Jorge Castanho não se serve deste coletivo como corpo manipulado, mas sim como observador de expressões de companheiros de ocasião.
Bolsa de valores é uma obra constituída por cabeças em cerâmica, suspensas pelo pescoço, uma espécie de gráfico tridimensional. Transmitirão o mal-estar, a artificialidade, a vulgaridade e a rotina desta contemporaneidade?
Declara-me um sonho, são peças que mostram um jogo de humanoides, feitas em massas experimentais. A superfície deixa transparecer a estrutura que surge pelas fendas e a oxidação do metal transmite à pele as manchas do tempo.
Um acéfalo que sorri, Blemias, é uma figura recorrente do fantástico que Jorge Castanho tem vindo a modelar em aplicações 3D. Sorri, acompanhado do personagem Três- línguas, uma espécie de saco de cabeças sorridentes sobre umas pernas. O rosto que é a identidade, por ausência de cabeça (cabeça no peito) ou pela presença de múltiplos rostos, é também o enigma. As peças foram modeladas em barro e biscoitadas. Como peças artesanais ostentam marcas de construção e rachas de secagem.  
A arte digital também está presente é constituída por criaturas em gráficos 3D que surgem em rotação; uma espécie de desfile à espera do início das respetivas histórias.
Como que rompendo o silêncio sobre o atual momento artístico, Jorge Castanho apresenta uma peça-texto designada Arte-Permanente, a arte-que-há, e anuncia dez leis sobre o estado da arte.
Não receia o confronto com os parâmetros em que assentam as declaradas verdades da designada arte contemporânea: proclama a igualdade efetiva de culturas: não considera que uma sociedade dominante e colonizadora favoreça a poética; atribui determinação ao singular na obra, como respiração dos sentidos; retira apreço ao espetacular enquanto ideologia; repõe o protagonismo na responsabilidade do artista, desvinculando-o da impulsão por terceiros; relativiza os espaços de sacralização de arte e de autores; retira a importância aos meios que convertem a obra em objeto-moeda; aprecia o conhecimento e o saber como ferramenta do artista e desvincula o valor da obra de arte da sua exposição mediática.

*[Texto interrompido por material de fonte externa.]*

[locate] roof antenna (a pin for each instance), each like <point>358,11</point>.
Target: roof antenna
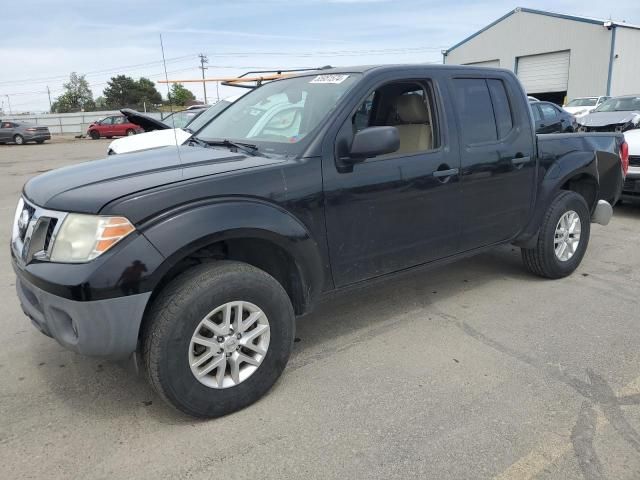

Jorge Castanho envolve assim este projeto em dez premissas que nos desvinculam de um atasco artístico e nos encaminham para outro paradigma, a Arte-Permanente, a arte-que-há:
Há criação; há original e existência singular; há substância, conteúdo e autenticidade; há produção e apresentação permanente; há inteligibilidade; há a arte num lugar qualquer; há pensamento e poética; há ação individual e multiplicidades; há justa razão da obra enquanto tal; há valor idêntico; a obra é individual e contextual.